No alcanzaba, claro, y el presidente decidió hacer una acción de alto perfil que movilizara al pueblo. Fueron las famosas tomas de tierras pertenecientes a los blancos a manos de los “veteranos de guerra”. Este es otro grupo cooptado por Mugabe, que los descubrió cuando le organizaron una violenta protesta para pedir dinero y tierra bajo el mando de un veterano con el colorido nombre de Hitler Tzungi. En Zimbabwe, parece, hay inflación de veteranos como en Argentina, con lo que la etiqueta pasó a ser un sinónimo de ñoqui.

Como sea, estas tropas de choque comenzaron a instalarse por la fuerza en las granjas comerciales, el alma económica del país. Zimbabwe era un neto exportador agropecuario, famoso por su tabaco y su café, y capaz de alimentar a sus vecinos con su maíz blanco y barato, el plato madre de toda la cocina surafricana. La gran ironía es que el argumento con que se hizo esta reforma agraria trucha y violenta era falso: casi no quedaban granjas “apropiadas” en la época colonial, porque la mayoría de la tierra ya había sido revendida después de 1980. Hubo muertos, hubo impunidad y el agro fue destruido. Hace ya una década que Zimbabwe pasa hambre.

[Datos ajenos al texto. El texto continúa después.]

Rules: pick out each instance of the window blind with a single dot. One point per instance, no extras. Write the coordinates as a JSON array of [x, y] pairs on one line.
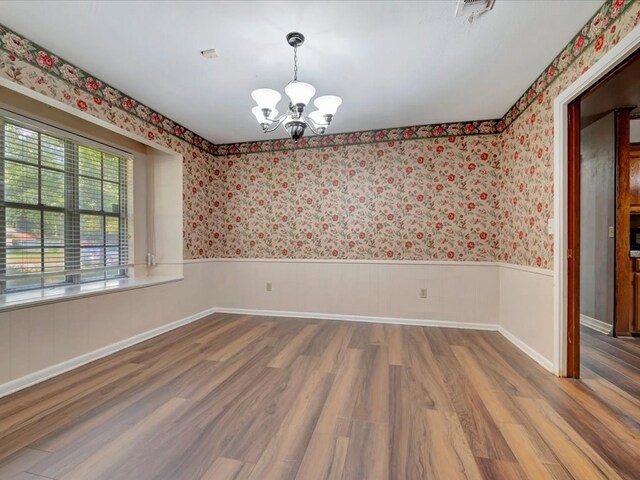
[[63, 209]]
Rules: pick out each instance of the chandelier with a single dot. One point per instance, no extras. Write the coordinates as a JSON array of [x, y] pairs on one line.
[[295, 120]]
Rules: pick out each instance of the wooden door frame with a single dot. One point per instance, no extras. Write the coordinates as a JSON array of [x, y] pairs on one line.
[[623, 296], [573, 239], [565, 354]]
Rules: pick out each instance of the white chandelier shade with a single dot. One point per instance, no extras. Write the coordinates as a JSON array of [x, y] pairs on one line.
[[295, 119]]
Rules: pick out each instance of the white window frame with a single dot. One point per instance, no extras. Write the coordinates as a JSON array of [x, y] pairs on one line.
[[72, 270]]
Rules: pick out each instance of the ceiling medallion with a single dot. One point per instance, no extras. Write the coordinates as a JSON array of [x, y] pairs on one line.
[[295, 120]]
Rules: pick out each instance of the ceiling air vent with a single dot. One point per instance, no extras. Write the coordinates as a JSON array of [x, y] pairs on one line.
[[472, 9]]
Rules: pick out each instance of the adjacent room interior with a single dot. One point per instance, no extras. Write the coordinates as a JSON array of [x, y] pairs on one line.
[[320, 240]]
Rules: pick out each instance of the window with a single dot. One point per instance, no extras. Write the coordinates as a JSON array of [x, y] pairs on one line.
[[63, 209]]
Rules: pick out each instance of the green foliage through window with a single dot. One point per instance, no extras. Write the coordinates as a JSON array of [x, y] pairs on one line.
[[63, 210]]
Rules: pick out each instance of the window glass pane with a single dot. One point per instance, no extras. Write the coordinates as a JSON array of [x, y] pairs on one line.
[[111, 167], [91, 230], [52, 188], [111, 197], [20, 143], [24, 283], [52, 154], [20, 183], [90, 162], [92, 277], [91, 257], [55, 280], [23, 260], [112, 228], [23, 228], [53, 229], [40, 235], [89, 195], [53, 259], [113, 256]]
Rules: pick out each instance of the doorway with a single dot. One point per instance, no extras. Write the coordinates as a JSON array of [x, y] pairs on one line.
[[603, 213]]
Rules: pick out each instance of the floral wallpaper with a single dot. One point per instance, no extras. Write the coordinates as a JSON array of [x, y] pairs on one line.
[[527, 142], [474, 191], [435, 199]]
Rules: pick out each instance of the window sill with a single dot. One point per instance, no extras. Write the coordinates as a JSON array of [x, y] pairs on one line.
[[34, 298]]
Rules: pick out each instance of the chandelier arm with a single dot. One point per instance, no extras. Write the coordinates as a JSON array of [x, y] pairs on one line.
[[318, 130], [275, 124]]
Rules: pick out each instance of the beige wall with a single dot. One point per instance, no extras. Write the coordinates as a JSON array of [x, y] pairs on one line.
[[35, 338], [462, 292]]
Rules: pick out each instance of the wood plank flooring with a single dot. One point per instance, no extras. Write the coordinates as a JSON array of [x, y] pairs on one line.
[[243, 397]]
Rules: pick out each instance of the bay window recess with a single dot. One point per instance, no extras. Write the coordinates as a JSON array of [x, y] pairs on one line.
[[63, 208]]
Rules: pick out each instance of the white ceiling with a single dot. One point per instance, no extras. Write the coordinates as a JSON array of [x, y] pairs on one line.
[[394, 63], [622, 90]]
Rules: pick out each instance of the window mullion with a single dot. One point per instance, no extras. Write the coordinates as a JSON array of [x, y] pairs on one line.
[[72, 217], [3, 215], [123, 233]]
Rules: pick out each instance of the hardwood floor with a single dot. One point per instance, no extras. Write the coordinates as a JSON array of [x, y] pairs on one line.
[[242, 397]]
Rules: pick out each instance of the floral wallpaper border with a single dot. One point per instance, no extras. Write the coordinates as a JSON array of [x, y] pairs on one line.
[[41, 58], [416, 132], [591, 33]]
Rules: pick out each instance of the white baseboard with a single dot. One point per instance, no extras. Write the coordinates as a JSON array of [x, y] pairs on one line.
[[360, 318], [544, 362], [595, 324], [54, 370], [50, 372]]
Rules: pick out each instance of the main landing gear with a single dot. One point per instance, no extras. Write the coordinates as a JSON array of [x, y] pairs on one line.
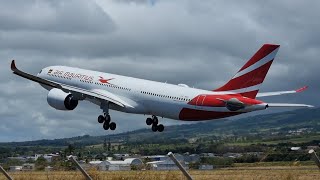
[[106, 119], [154, 122]]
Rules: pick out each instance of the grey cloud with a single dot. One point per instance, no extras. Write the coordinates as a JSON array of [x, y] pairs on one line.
[[200, 43], [73, 16]]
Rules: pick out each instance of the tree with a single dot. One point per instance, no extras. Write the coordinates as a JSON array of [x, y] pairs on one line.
[[41, 163]]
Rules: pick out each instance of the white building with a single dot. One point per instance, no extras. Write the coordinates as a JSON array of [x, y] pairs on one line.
[[165, 165], [125, 165], [15, 168]]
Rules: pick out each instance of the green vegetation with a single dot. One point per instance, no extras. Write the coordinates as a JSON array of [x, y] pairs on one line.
[[263, 138]]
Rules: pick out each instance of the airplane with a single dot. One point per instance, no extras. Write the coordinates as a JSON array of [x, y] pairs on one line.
[[69, 85]]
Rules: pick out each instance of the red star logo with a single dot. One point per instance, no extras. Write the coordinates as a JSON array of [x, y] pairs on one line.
[[102, 80]]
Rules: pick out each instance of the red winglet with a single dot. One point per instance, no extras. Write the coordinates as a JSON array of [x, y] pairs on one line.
[[302, 89], [13, 65]]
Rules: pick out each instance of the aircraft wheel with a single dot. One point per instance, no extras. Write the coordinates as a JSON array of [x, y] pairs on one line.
[[154, 128], [108, 118], [100, 119], [149, 121], [155, 120], [106, 125], [113, 126], [160, 127]]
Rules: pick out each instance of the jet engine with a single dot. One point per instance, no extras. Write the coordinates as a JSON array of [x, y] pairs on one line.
[[60, 100], [234, 104]]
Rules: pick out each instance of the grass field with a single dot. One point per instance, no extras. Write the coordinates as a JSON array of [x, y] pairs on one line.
[[270, 173]]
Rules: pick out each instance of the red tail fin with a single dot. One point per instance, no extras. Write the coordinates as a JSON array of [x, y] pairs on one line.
[[248, 79]]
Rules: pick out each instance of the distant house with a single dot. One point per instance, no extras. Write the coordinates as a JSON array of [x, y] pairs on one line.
[[15, 168], [28, 167], [125, 165], [205, 167], [165, 165], [232, 155], [193, 158], [295, 148]]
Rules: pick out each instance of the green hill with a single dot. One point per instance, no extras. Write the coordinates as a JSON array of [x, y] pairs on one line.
[[261, 125]]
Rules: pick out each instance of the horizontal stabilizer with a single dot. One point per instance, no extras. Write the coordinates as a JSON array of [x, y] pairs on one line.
[[288, 105], [277, 93]]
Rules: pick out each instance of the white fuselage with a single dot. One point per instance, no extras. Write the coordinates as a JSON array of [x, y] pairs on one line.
[[144, 96]]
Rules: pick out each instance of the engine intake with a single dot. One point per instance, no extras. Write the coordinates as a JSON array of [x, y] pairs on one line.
[[60, 100]]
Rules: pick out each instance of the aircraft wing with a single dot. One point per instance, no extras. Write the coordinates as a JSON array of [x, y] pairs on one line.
[[288, 105], [277, 93], [102, 95]]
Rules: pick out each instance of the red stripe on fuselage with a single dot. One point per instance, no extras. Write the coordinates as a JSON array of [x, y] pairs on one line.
[[187, 114]]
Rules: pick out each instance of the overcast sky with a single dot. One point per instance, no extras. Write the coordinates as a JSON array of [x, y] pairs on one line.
[[199, 43]]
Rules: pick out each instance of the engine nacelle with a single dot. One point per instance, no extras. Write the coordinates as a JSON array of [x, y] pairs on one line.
[[234, 104], [60, 100]]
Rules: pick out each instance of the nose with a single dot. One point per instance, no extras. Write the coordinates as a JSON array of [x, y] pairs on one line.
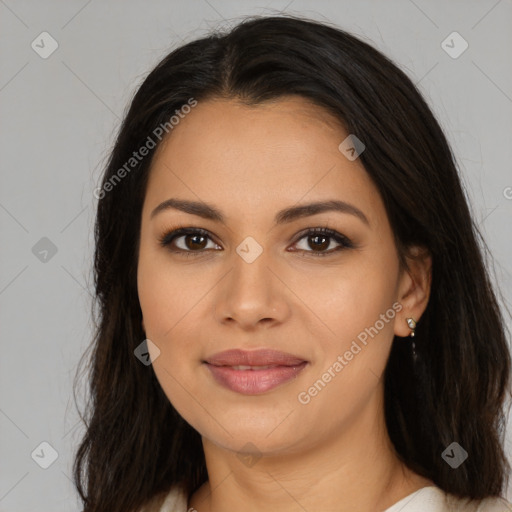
[[251, 295]]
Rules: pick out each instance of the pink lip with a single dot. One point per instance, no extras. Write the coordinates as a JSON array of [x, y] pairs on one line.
[[283, 367]]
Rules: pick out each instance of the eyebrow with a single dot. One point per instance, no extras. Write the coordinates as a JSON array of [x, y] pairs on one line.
[[207, 211]]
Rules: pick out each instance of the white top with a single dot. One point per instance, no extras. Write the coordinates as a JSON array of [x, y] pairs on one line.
[[427, 499]]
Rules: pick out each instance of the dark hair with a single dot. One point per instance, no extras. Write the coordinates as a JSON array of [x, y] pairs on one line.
[[136, 446]]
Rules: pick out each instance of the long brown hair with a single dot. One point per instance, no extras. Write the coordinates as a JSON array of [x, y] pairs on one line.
[[136, 446]]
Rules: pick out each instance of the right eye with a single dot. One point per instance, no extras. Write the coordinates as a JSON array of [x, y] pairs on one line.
[[186, 240]]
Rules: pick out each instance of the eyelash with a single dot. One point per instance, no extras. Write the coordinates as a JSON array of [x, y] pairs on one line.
[[168, 237]]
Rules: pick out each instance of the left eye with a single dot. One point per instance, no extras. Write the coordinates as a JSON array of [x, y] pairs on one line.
[[193, 241], [322, 239]]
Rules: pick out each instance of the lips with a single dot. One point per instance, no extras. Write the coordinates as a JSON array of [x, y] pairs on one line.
[[262, 357], [254, 372]]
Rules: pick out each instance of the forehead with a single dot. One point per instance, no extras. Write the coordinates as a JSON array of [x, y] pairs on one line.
[[252, 158]]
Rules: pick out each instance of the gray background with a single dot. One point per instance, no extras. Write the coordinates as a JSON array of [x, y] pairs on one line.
[[59, 118]]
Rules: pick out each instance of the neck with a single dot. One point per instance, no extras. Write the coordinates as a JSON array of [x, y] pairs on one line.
[[357, 471]]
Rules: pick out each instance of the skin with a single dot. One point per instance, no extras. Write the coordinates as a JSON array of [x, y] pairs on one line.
[[333, 453]]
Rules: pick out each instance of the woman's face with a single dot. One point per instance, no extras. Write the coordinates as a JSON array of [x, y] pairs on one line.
[[256, 282]]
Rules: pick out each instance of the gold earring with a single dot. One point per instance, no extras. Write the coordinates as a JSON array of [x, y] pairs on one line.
[[412, 325]]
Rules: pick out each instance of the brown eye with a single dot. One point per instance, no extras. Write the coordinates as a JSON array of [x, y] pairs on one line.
[[186, 240], [321, 239]]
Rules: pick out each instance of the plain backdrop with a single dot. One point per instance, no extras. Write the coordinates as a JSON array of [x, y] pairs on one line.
[[59, 117]]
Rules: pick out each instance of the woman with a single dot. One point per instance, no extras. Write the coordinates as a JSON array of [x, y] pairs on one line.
[[294, 312]]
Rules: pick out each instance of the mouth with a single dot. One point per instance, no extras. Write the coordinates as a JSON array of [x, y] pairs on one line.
[[254, 372]]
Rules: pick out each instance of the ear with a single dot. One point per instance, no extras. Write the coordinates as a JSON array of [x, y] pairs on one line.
[[413, 288]]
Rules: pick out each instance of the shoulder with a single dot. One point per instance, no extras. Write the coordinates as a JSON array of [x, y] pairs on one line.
[[175, 501], [490, 504], [434, 499]]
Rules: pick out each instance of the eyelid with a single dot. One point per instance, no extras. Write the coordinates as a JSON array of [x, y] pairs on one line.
[[172, 234]]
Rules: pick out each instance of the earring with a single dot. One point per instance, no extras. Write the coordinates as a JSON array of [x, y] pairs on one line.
[[412, 325]]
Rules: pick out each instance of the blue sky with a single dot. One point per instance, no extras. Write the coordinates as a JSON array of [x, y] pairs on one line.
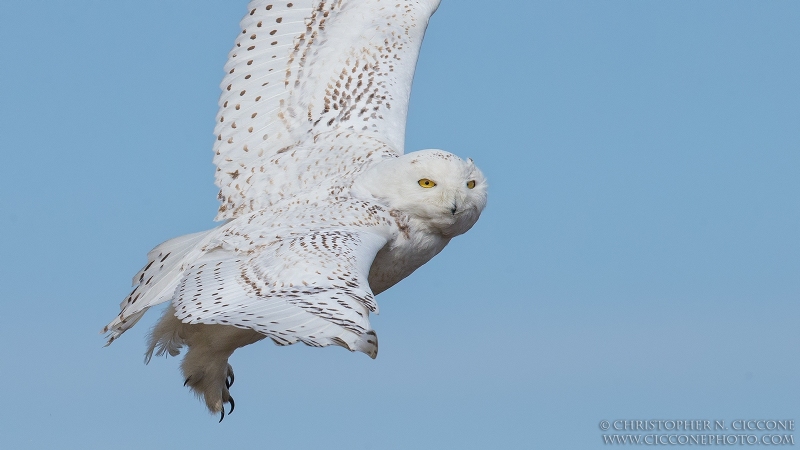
[[639, 257]]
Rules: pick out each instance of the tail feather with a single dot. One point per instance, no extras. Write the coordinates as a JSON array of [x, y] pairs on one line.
[[156, 282]]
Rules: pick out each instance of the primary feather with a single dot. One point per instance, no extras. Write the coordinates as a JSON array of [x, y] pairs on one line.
[[322, 210]]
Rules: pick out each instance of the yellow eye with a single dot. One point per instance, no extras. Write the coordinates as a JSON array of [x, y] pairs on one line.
[[426, 183]]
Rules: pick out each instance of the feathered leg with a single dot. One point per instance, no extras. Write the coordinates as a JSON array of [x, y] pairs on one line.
[[205, 367]]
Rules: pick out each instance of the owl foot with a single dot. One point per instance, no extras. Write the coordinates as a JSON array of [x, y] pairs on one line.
[[229, 379], [222, 412]]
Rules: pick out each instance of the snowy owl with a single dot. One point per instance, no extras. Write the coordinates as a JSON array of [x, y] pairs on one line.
[[321, 209]]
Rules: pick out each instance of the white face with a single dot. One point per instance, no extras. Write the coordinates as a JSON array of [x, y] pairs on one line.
[[437, 187]]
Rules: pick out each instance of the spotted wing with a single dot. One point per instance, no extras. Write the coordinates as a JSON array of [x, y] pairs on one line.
[[314, 92], [310, 287]]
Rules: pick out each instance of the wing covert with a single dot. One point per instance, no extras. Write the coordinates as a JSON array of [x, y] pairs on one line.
[[313, 85], [310, 287]]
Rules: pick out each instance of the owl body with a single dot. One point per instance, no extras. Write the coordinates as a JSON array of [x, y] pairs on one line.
[[322, 209]]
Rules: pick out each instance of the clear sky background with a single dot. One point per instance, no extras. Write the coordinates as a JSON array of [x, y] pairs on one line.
[[639, 257]]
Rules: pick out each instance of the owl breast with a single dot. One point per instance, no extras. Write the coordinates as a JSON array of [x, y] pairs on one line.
[[413, 246]]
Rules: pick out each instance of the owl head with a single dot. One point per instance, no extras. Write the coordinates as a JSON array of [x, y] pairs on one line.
[[441, 190]]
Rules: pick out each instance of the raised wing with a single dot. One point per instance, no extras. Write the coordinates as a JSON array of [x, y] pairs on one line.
[[310, 287], [315, 91]]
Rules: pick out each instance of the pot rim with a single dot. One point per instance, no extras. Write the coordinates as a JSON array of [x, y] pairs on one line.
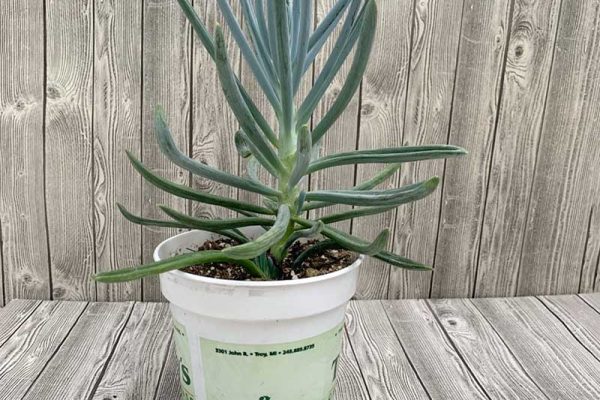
[[252, 284]]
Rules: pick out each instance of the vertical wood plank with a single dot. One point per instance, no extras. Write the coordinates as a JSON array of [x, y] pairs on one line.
[[25, 355], [22, 205], [166, 82], [382, 121], [526, 77], [499, 373], [75, 368], [593, 299], [433, 66], [134, 368], [475, 106], [1, 268], [117, 127], [169, 387], [342, 135], [69, 160], [435, 360], [538, 340], [387, 370], [213, 123], [350, 384], [590, 281], [565, 186]]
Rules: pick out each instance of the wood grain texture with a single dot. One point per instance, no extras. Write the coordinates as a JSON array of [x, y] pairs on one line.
[[166, 83], [590, 280], [134, 368], [22, 211], [117, 127], [538, 339], [383, 104], [386, 369], [69, 160], [74, 370], [565, 186], [341, 137], [213, 123], [28, 351], [13, 315], [169, 385], [474, 111], [430, 89], [350, 383], [443, 373], [582, 320], [492, 363], [593, 299], [528, 65]]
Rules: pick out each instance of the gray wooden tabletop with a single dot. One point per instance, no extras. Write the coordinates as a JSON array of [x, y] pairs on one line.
[[507, 348]]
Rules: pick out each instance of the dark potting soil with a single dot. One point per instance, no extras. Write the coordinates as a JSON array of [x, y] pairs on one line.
[[322, 263]]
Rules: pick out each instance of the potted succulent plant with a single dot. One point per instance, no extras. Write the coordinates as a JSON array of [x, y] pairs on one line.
[[257, 313]]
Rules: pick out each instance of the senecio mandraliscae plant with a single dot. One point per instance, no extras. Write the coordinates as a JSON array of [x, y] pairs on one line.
[[280, 46]]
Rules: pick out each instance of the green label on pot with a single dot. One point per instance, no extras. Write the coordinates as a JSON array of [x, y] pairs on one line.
[[182, 349], [292, 371]]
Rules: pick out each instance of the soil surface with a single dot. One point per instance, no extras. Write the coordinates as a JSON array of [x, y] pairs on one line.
[[321, 263]]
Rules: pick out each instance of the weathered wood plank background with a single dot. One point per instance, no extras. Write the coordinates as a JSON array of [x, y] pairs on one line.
[[516, 82]]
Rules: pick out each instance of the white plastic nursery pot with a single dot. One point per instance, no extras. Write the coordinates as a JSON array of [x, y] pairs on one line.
[[247, 340]]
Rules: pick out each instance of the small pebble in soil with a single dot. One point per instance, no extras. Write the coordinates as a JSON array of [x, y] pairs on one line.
[[323, 263]]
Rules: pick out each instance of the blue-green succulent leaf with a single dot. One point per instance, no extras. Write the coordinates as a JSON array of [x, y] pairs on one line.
[[174, 263], [386, 156], [374, 198], [355, 75], [260, 147], [169, 149], [186, 192], [264, 242]]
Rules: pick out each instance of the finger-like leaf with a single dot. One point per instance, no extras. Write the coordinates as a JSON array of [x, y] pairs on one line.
[[241, 145], [374, 198], [361, 247], [255, 36], [303, 156], [173, 263], [215, 224], [169, 149], [357, 70], [257, 68], [284, 69], [257, 141], [340, 52], [186, 192], [311, 232], [261, 20], [350, 242], [342, 237], [265, 241], [235, 235], [355, 213], [209, 44], [401, 262], [386, 156], [317, 248], [304, 24], [379, 178], [327, 26], [367, 185]]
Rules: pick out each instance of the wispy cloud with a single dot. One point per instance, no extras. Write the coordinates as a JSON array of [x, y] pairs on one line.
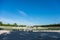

Como las exportaciones agrarias eran la única fuente de divisas del país, la economía estalló. Inflación, desabastecimiento, decadencia del sector estatal. Zim es una tierra donde no hay aspirinas, la inflación fue del 100.580,2 por ciento el año pasado, el desempleo es del ochenta por ciento y la cuarta parte de la población emigró. El crimen en las ciudades es inimaginable y los vecinos se asombran cuando hay luz eléctrica. Como Zimbabwe no tiene Casa de Moneda, la catástrofe se refleja en billetes resellados una y otra vez. Para comprar el pan, hay que llevar ladrillos enteros de notas gastadas. La situación es tal que este año hay hasta un segundo candidato opositor, Simba Makoni, el ex ministro de Economía que se animó a romper el partido oficialista.

Las elecciones de 2002 fueron una farsa tal que todos los observadores independientes la dieron por inválida. Sólo la Unión Africana, que no quiere repudiar a uno de sus fundadores, la aceptó aunque con reservas. Este año, Mugabe les prohibió la entrada a todos los observadores excepto los aliados de Corea y Venezuela, y apenas Al Jazeera tiene permiso para cubrir el voto en vivo. Las denuncias de boletas faltantes, votantes apaleados, policías parados al lado de las urnas y padrones llenos de muertos llegaron por Internet. Hoy, domingo, en Zimbabwe el gobierno trabaja a pleno para salvar a su dictador.